Acupuncture & Chinese Medicine ● Longevity Nutrition

literary biohacking

In the temperate zones of the Earth, late summer into autumn has been a time of celebration in many cultures. This is the time when all creatures breathe a sigh of relief as the hard work of growth slows. The cooler air transforms summer’s searing rays of sunshine into loving, golden warmth. Pregnant with sugar, fruits of flowering plants hang heavy from the branches and dapple the landscape in a mosaic of reds, blues and purples from anthocyanins and carotenoids. On the ground, combinations of lutein and zeaxanthin color the winter squashes of the Cucurbita family with the same oranges and yellows that are revealed as chlorophyll relinquishes its dominion over the foliage.

Colorful pigments that once acted as a beacon for pollinators in an array of colors and hormones[1] assume a new form that will serve as this year’s bridge of survival for numerous species of birds and mammals, including humans.

Over these precious few weeks, concentrated glucose and fructose flow in like the ocean tide. With them, the stomach’s master hormones of appetite flip flop. Ghrelin’s waxing and leptin’s waning[2] impose an ever-rising voracity of appetite that has driven successful survival of species over hundreds of millions of years. Inside the sweet goodness lurks even more treasures. Fresh omega-six oils from seeds and grains give a fresh boost to dwindling eicosanoids that are crucial for cell-to-cell communication. Vitamin E, selenium[3], vitamin C and phytonutrients stand like a levy to ensure the rising tide of inflammation doesn’t breach its banks.

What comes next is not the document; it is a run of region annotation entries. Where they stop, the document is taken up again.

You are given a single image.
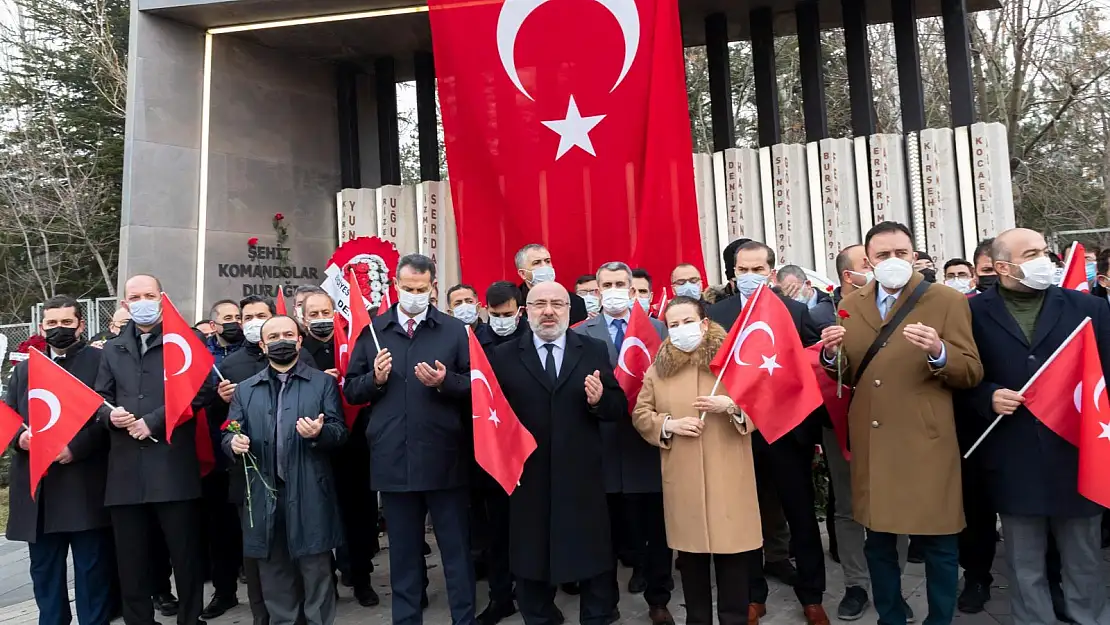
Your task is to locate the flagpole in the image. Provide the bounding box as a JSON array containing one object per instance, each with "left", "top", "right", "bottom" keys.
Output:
[
  {"left": 963, "top": 317, "right": 1091, "bottom": 460},
  {"left": 700, "top": 282, "right": 767, "bottom": 421}
]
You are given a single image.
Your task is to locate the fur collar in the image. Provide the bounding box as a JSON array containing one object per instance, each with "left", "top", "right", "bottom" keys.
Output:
[{"left": 655, "top": 321, "right": 728, "bottom": 380}]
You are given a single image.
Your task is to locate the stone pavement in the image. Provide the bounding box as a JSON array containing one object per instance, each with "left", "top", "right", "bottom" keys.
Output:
[{"left": 0, "top": 534, "right": 1110, "bottom": 625}]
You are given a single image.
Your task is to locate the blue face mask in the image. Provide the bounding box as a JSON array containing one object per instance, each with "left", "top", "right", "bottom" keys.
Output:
[{"left": 736, "top": 273, "right": 767, "bottom": 299}]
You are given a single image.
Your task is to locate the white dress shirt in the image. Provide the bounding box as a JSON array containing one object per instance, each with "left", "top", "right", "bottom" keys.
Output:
[{"left": 532, "top": 333, "right": 566, "bottom": 377}]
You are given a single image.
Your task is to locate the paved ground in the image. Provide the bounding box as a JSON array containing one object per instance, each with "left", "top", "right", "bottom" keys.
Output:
[{"left": 0, "top": 536, "right": 1110, "bottom": 625}]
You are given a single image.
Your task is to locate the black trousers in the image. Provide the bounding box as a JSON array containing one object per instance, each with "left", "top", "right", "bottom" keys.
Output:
[
  {"left": 201, "top": 471, "right": 243, "bottom": 597},
  {"left": 332, "top": 437, "right": 377, "bottom": 588},
  {"left": 614, "top": 493, "right": 674, "bottom": 607},
  {"left": 109, "top": 500, "right": 204, "bottom": 625},
  {"left": 472, "top": 486, "right": 513, "bottom": 604},
  {"left": 959, "top": 454, "right": 998, "bottom": 586},
  {"left": 678, "top": 552, "right": 755, "bottom": 625},
  {"left": 516, "top": 571, "right": 618, "bottom": 625},
  {"left": 748, "top": 432, "right": 825, "bottom": 605}
]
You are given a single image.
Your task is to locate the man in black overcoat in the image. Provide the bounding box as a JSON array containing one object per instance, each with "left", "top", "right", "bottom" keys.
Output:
[
  {"left": 491, "top": 282, "right": 628, "bottom": 625},
  {"left": 6, "top": 295, "right": 115, "bottom": 625}
]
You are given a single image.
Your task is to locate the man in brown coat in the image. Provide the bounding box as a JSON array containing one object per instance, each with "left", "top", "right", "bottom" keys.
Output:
[{"left": 821, "top": 222, "right": 982, "bottom": 625}]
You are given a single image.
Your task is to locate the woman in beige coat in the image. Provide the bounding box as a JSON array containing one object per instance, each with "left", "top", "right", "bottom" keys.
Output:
[{"left": 633, "top": 296, "right": 763, "bottom": 625}]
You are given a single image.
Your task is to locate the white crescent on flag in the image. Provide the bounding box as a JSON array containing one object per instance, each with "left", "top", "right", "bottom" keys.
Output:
[{"left": 27, "top": 389, "right": 62, "bottom": 434}]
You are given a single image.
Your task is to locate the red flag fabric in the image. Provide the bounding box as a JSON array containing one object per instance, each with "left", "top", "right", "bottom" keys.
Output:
[
  {"left": 428, "top": 0, "right": 704, "bottom": 285},
  {"left": 26, "top": 346, "right": 103, "bottom": 500},
  {"left": 614, "top": 301, "right": 663, "bottom": 406},
  {"left": 196, "top": 409, "right": 215, "bottom": 477},
  {"left": 466, "top": 327, "right": 536, "bottom": 495},
  {"left": 1060, "top": 241, "right": 1091, "bottom": 293},
  {"left": 806, "top": 343, "right": 851, "bottom": 462},
  {"left": 1076, "top": 323, "right": 1110, "bottom": 507},
  {"left": 1021, "top": 317, "right": 1098, "bottom": 446},
  {"left": 709, "top": 284, "right": 821, "bottom": 443},
  {"left": 162, "top": 294, "right": 215, "bottom": 442}
]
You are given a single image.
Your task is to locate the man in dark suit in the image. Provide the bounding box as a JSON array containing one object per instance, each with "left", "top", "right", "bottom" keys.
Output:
[
  {"left": 575, "top": 262, "right": 674, "bottom": 624},
  {"left": 513, "top": 243, "right": 588, "bottom": 325},
  {"left": 343, "top": 254, "right": 474, "bottom": 625},
  {"left": 968, "top": 228, "right": 1110, "bottom": 624},
  {"left": 6, "top": 295, "right": 115, "bottom": 625},
  {"left": 95, "top": 274, "right": 214, "bottom": 625},
  {"left": 491, "top": 282, "right": 628, "bottom": 625},
  {"left": 709, "top": 241, "right": 828, "bottom": 625}
]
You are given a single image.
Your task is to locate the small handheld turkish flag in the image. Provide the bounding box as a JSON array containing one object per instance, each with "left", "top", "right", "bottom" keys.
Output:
[
  {"left": 27, "top": 349, "right": 104, "bottom": 498},
  {"left": 1060, "top": 241, "right": 1091, "bottom": 293},
  {"left": 615, "top": 302, "right": 663, "bottom": 406},
  {"left": 162, "top": 294, "right": 215, "bottom": 442},
  {"left": 466, "top": 327, "right": 536, "bottom": 495},
  {"left": 709, "top": 284, "right": 821, "bottom": 443}
]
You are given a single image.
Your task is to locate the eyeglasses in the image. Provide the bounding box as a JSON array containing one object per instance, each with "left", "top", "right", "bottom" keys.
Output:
[{"left": 528, "top": 300, "right": 571, "bottom": 312}]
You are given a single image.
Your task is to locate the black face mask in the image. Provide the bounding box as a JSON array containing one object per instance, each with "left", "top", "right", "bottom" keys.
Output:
[
  {"left": 975, "top": 273, "right": 998, "bottom": 293},
  {"left": 220, "top": 321, "right": 243, "bottom": 343},
  {"left": 47, "top": 326, "right": 77, "bottom": 351},
  {"left": 266, "top": 340, "right": 300, "bottom": 365},
  {"left": 309, "top": 319, "right": 335, "bottom": 336}
]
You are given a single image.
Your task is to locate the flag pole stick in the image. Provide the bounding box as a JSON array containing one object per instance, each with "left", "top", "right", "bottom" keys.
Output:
[
  {"left": 700, "top": 282, "right": 767, "bottom": 421},
  {"left": 963, "top": 317, "right": 1091, "bottom": 460}
]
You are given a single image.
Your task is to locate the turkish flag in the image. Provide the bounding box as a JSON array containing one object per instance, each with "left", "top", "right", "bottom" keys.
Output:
[
  {"left": 709, "top": 284, "right": 823, "bottom": 443},
  {"left": 428, "top": 0, "right": 704, "bottom": 293},
  {"left": 806, "top": 343, "right": 851, "bottom": 462},
  {"left": 1060, "top": 241, "right": 1091, "bottom": 293},
  {"left": 466, "top": 327, "right": 536, "bottom": 495},
  {"left": 615, "top": 300, "right": 663, "bottom": 406},
  {"left": 1020, "top": 317, "right": 1098, "bottom": 446},
  {"left": 162, "top": 294, "right": 215, "bottom": 442},
  {"left": 196, "top": 409, "right": 215, "bottom": 477},
  {"left": 27, "top": 346, "right": 103, "bottom": 498}
]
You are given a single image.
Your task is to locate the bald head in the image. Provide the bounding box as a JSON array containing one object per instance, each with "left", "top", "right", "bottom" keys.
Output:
[{"left": 528, "top": 282, "right": 571, "bottom": 342}]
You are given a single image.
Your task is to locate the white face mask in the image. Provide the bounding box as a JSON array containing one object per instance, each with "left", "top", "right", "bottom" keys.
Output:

In Traditional Chinese Medicine Theory, this time of year was considered the fifth season associated with the Earth element.  Warmth, sunshine, water and Earth have been magically transformed by a billion tiny seeds into a form that passes life’s nourishment unto us.   In the Jewish tradition, this season beckons the new year known as Rosh Hashanah.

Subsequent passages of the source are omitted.